Ce qui se passe actuellement prouve que la démocratie est illustrée de façon nocive dans ce pays encore imprégné de féodalité. C’est la preuve qu’on ne peut imposer impunément une idéologie et des valeurs étrangères à un corps social différent des sociétés démocratiques auxquelles on se réfère, principalement occidentales. Il faut arrêter de se mentir ! En réalité, dans ce bled, il n’y a jamais eu d’adhésion à la démocratie et à la liberté d’expression, comme il n’y a jamais eu d’adhésion à la communauté nationale; les Tunisiens adhérant davantage à l’entité arabe et son corollaire l’islam qu’à l’Etat-nation.
La communauté contre l’individu
Les chantres de la démocratie peuvent dire ce qu’ils veulent, il y aura toujours un fossé entre les principes et la réalité. L’on ne peut rompre avec des traditions archaïques et hiérarchiques qui entravent le progrès depuis des siècles et casser les structures du tribalisme, lesquelles ne peuvent être contenues que par la force d’un régime autoritaire, au profit d’un simulacre de citoyenneté et d’une démocratie de façade. La démocratie ne saurait se limiter à ses seules formes délégataires, au multipartisme et au suffrage universel.
D’ailleurs, sous nos cieux, les élections sont à chaque fois un «sondage tribal grandeur nature». On ne vote pas pour des idées ou un programme, on vote pour les siens, quand on n’échange pas sa voix contre un petit billet de vingt, une carte téléphonique ou un service direct ou indirect. Aussi, il ne peut y avoir de démocratie en l’absence totale d’une conscience politique digne de ce nom. L’on ne peut faire triompher les principes de la démocratie, alors que tout a été construit sur une méconnaissance de la société tunisienne.

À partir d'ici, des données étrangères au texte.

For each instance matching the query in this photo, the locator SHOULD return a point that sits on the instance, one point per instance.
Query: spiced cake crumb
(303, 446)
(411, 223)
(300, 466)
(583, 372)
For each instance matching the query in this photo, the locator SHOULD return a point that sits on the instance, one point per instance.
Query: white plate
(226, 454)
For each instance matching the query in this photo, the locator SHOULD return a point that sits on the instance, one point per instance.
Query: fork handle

La France nous a apporté une idéologie universaliste qui ne s’applique pas à la société tunisienne parce que les Occidentaux sont, avant toutes choses, des individualistes. Et les Occidentaux sont devenus individualistes à la suite de diverses révolutions. Les sociétés occidentales se basent sur l’individu. Or, en dehors des pays occidentaux, les sociétés sont communautaires et hostiles aux différences quelles qu’elles soient.
Les règles de fonctionnement des sociétés individualistes ne s’appliquent pas chez nous. La greffe ne prend pas. La démocratie et la liberté d’expression demeureront des chimères et des rêveries aussi longtemps qu’elles continueront de générer d’importantes résistances culturelles et identitaires, aussi longtemps que les mentalités n’auront pas changé, somme toute. La liberté n’aura été qu’une brève parenthèse née d’une idée incompatible avec nos mœurs et nos habitudes.
* Universitaire.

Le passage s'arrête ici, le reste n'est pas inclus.